I'm really wondering why those files got mislabeled, though, but I guess that's not this bug.

Thanks.
Comment 9 Adam Williamson 2015-10-27 15:41:48 UTC 
How did you do your install, Mathieu?
Comment 10 Mathieu Bridon 2015-10-27 15:50:31 UTC 
I downloaded the latest (as of last Thursday morning, UTC+2) Workstation image from https://alt.fedoraproject.org/pub/alt/stage/?C=M;O=A

Then made a live USB, and installed the usual way.

Nothing special really.
Comment 11 Miroslav Grepl 2015-10-27 16:57:51 UTC 
If we are not able to reproduce, I would close this bug.
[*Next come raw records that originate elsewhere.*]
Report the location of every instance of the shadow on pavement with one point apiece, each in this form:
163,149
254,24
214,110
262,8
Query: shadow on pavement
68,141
It could be some specific/install issue  which caused you got unlabeled_t for some dirs/files related to gnome-boxes and libvirt.

If we get a reproducer then we will investigate further.

Thanks.
Comment 12 Adam Williamson 2015-10-27 17:54:30 UTC 
mathieu: can you post the exact image filename? That's safer than me trying to guess what you would have downloaded last Thursday.